What I am trying to say here is that , yes, it can be awful to live day-to-day with a mentally unstable individual, especially when they refuse to get treatment. If it is TRULY in your childs best interest to leave, then it may be necessary to do so, and there are times when this desperate measure can 'force' the untreated to seek treatment again, in order to try to keep their loved ones with them. Keep in mind, though, that you may be telegraphing to your child that 'when the going gets rough, it is time to quit.' Or that it is ok to toss the person he most loves to the curb so you can be happy and carefree. 
Whatever course you decide/have decided upon, put your child first, TRULY, and don't use your child, or use your wifes illness as an excuse to dodge the difficulties that come with your situation. In sickness, and in health is a vow you took when you married. If you wife is really ill, and not just abusive, it is A MENTAL ILLNESS. She is not simply choosing to be mean. If you can leave, taking her (and your) child away from her...without feeling guilty, then perhaps it is justified.

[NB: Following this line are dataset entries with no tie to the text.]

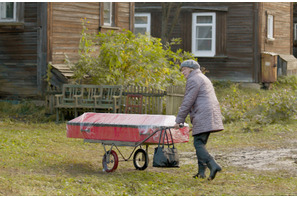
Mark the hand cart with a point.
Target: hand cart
(134, 130)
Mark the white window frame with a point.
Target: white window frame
(204, 53)
(270, 31)
(146, 26)
(295, 31)
(3, 10)
(110, 15)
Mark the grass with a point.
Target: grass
(36, 157)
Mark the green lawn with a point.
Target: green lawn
(38, 159)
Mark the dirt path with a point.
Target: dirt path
(279, 159)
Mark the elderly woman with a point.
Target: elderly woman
(201, 102)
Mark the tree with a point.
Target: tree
(126, 59)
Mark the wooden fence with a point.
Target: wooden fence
(152, 102)
(152, 99)
(174, 98)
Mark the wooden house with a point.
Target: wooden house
(34, 34)
(236, 41)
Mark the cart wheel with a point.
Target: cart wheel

If there is something in you that is trying to tell you that it is an 'easy answer', or you feel guilty about it...then it may be that your instincts are telling you that the right thing to do is stay and do your best, making sure that your child gets help as well, to understand that Mom loves him, but she is sick. That the things she says/does are derivative of the illness, and not meant. There are free groups for those who have an mentally ill family member, similar to Al-anon meetings. These groups can be infinitely helpful to family members and friends. Interacting with others in similar situations, and getting to know that the sick individuals behaviors are not caused (nor can they be cured by) the actions of the family members can be a huge relief. The acceptance of the situation can bring an amazing sense of peace, whether living in the same place as the ill person or not. Either way, your child will do much better with some outside support/points of view from people that really understand their situation. :scratchhead: It is a tough question, and a different approach to the answer for each.


----------



## madnessinlove

Drover said:


> After 16 yrs of marriage & 2 kids my wife went batsh*t crazy a few months ago. I cannot even fathom that was the same person doing those things. Turns out it was undiagnosed Bipolar I. Worst thing I've ever been thru in my life. Since being in the hospital (twice in three weeks) and getting on medication she has done everything possible, everything I've asked to make sure she stays stable and makes the very best of this she & we can. That includes working on fixing our marital issues.
> 
> With that said, I've been very clear she has to do everything possible not to put the kids & me thru that again or all bets are off. I will support her as long as she does what's necessary.
> 
> By the way, her mother is whackadoodle and I had no idea what a silver lining there would be to that. One thing my wife feels very strongly about, is she does NOT want to end up as her mother. lol


 Wow. Your post gives the impression that you are already on your way out. The worst thing YOU have ever been through...A few MONTHS of dealing with it...gee, that must be just awful! No mention of how awful it must have been for her. With an ultimatum and an "OR ELSE" threatening her, I am certain your wife will heal perfectly and quickly OR ELSE!. The fact that you mention her mom being whackadoodle seems coarse and uncaring, and think about it...chemical and mental imbalances are often hereditary. There may be a complicated recovery period here. Sounds like you had better throw in the towel immediately so that you aren't bothered by your wifes illness. Marriage problems? Completely apparent just from your post. It actually does sound as if she would be better off without you. Not without her children...just without you...the person who views her illness as a great inconvenience and threatens her with abandonment. Gee, hopefully you will never have any sort of inconvenient illness. On the other hand...what a perfect learning experience that would be! :lol:


----------



## outNabout

It really depends on if your spouse is willing to admit there's something wrong, take responsibility, show remorse and admit your experience is also valid. 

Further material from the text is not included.